Tapi, ahh… sebenarnya, di sekitar kita pun hari-hari kita lihat ketidakjujuran dilakukan orang. Orang berusaha menipu, orang berusaha tidak jujur. Sampai-sampai, saat ini orang sukar membedakan mana kejujuran dan mana bukan kejujuran.
Saya ambil contoh prilaku korupsi massal. Korupsi terjadi di mana-mana, dalam berbagai bentuk.
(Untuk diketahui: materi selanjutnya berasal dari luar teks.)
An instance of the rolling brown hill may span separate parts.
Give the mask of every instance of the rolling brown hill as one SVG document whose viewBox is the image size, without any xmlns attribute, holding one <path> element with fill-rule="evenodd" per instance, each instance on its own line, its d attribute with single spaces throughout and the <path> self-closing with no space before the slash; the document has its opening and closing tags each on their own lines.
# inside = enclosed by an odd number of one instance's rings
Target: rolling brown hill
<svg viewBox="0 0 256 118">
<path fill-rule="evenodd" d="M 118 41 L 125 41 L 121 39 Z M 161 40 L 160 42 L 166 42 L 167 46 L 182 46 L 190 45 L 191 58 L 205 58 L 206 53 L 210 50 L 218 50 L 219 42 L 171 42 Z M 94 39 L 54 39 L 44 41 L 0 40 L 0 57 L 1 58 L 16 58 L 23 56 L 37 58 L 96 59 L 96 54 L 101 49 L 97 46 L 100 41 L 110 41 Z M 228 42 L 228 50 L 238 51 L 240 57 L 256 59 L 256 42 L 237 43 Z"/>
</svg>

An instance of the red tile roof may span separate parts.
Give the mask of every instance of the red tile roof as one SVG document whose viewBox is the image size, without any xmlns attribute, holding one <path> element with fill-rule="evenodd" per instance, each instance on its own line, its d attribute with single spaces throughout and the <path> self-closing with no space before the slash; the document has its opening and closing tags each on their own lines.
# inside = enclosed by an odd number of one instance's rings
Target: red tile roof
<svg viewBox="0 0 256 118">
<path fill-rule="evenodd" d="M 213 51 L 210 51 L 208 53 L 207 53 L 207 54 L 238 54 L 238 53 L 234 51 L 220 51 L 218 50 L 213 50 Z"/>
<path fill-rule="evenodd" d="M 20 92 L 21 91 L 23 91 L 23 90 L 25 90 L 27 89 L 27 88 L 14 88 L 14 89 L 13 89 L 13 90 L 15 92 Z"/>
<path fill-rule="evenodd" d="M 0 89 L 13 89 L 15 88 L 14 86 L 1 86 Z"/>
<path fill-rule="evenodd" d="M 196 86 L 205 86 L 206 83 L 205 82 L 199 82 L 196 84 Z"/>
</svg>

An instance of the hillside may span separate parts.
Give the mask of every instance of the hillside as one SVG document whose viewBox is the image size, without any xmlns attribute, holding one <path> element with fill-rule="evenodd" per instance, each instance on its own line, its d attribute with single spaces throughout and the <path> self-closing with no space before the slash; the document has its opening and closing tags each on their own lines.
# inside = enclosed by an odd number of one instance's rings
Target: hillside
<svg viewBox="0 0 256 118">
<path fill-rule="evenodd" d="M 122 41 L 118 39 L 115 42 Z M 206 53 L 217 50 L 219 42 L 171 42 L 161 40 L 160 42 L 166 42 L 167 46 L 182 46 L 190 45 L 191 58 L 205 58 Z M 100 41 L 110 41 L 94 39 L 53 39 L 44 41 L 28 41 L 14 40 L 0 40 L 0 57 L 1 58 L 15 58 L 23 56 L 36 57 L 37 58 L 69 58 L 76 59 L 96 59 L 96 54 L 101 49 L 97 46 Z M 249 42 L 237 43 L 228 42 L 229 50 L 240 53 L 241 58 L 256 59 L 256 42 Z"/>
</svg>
Yang kadang kala orang yang melakukan tidak sadar bahwa dia telah ikut melakukan korupsi itu.
Entahlah, mungkin kita semua sekarang yang tidak dapat menyesuaikan diri: bahkan sekarang definisi kejujuran telah berubah.


3 komentar:

FATMINI mengatakan...

ORANG YANG JUJUR SEBENARNYA MASIH BANYAK,HANYA MEREKA JARANG TEREKSPOS,BIASANYA JARANG MAU TAMPIL ATAU BARANGKALI MEMANG TIDAK DITAMPILKAN OLEH YANG NGGAK JUJUR..HE..HE...
ASS...OM YUS,MASIH INGAT SAMA SAYA?KITA SATU ANGKATAN DI IAIN PTK,TAHUN 1990.KEBETULAN SAYA BARU BELAJAR MEMBUAT BLOG,LAGI MENJELAJAH BLOG...EH KETEMU SAMA OM YUS

FATMINI mengatakan...

ORANG YANG JUJUR SEBENARNYA MASIH BANYAK,HANYA MEREKA JARANG TEREKSPOS,BIASANYA JARANG MAU TAMPIL ATAU BARANGKALI MEMANG TIDAK DITAMPILKAN OLEH YANG NGGAK JUJUR..HE..HE...
ASS...OM YUS,MASIH INGAT SAMA SAYA?KITA SATU ANGKATAN DI IAIN PTK,TAHUN 1990.KEBETULAN SAYA BARU BELAJAR MEMBUAT BLOG,LAGI MENJELAJAH BLOG...EH KETEMU SAMA OM YUS

Yusriadi mengatakan...

Kak Fatmini. Saya sependapat dengan komentar Kakak. Saya juga berharap semoga banyak orang yang jujur dan orang yang jujur terus lahir dan lahir.
Iya ... masih ingat. Mengajar di mana sekarang? Syukurlah sudah punya blog. Semoga menjadi aktif menulis.